# 10-10-10 fertilizer and lime does brand matter?



## daganh62 (May 4, 2018)

I just got back my soil test results and the results recommend using 10-10-10 as well as lime. Is there any particular brand i should use and does anyone have any organic recommendations? Thanks in advance


----------



## kur1j (Jul 2, 2017)

Might want to post the soil test so the more knowledgeable ones could tell you if you should put something else down if you are low on something else.


----------



## SCGrassMan (Dec 17, 2017)

Brand on fert shouldn't be important, but the lime, they may recommend one of the two types.
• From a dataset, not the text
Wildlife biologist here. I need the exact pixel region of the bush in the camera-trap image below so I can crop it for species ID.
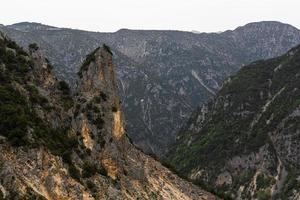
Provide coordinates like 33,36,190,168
111,106,118,112
69,165,80,181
There's dolomitic lime, and "the other one whose name I forget". Someone smarter should know that.


----------



## SNOWBOB11 (Aug 31, 2017)

Calcitic lime is the other.


----------



## Ridgerunner (May 16, 2017)

Yes. More important than any specific brand, when purchasing lime you'll want to consider dolomitic or calcitic, CCE, mesh size, and prill vs Aglime (ground and unprilled).
A balanced organic fertilizer is hard to come by you can search this list (a bit hard to read with some typos):
http://www.lundproduce.com/N-P-K-Value-of-Everything.html
Some brand sources that mix and match for you to create a balanced fertilizer:
Bradfield Organics All Purpose (5-5-5)
and Jobe (4-4-4)
but they are aimed at container growing and are packaged in small quantities.


----------